A music teacher looks out at a room full of snot-nosed kids and wonders if she can do it another day, another year. Mozart was once a snot-nosed kid. And look how well he turned out. More recently, a high-producing salesman who traveled the world marketing telecommunications systems for airports quit one day because he felt that he was born for greatness. Airport electronics just wasn’t doing it for him. No one took a moment to help him see that his product helps loved ones fly to one another safely and that when a traveler collapses on a concourse from a coronary, the telecommunications system kicks in and consequently EMTs arrive in seconds, saving a precious life.

Motivation, for this salesman, was not about winning the game of making plan for the quarter. It was about making a positive difference in people’s everyday lives, which was exactly what he was doing. His boss just didn’t help him see it that way.

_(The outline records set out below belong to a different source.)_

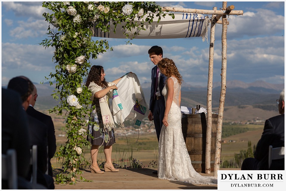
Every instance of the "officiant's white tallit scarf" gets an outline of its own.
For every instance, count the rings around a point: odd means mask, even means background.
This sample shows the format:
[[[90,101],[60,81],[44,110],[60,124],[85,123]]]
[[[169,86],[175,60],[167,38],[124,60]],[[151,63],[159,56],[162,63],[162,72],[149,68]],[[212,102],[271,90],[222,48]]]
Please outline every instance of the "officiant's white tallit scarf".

Motivation is about making a positive difference in people’s everyday lives.

Every job carries with it myriad ways employees can relieve pain, restore hope, and bring beauty into the world. Helping your employees make the connection between their daily deliverable and enduring meaning may not be the easiest, most obvious conversation you can have. But, with a little one-on-one exploration, you’ll find that connection together. It could be with the product itself, the customers themselves, the community, the coworkers, even the employee’s family and the dream future your employee’s job with your company is helping them realize.

And the conversation you have with your best employees exploring those ways is many times more pleasant than the one that begins with “Is there any way we can change your mind about leaving? More money, perhaps?”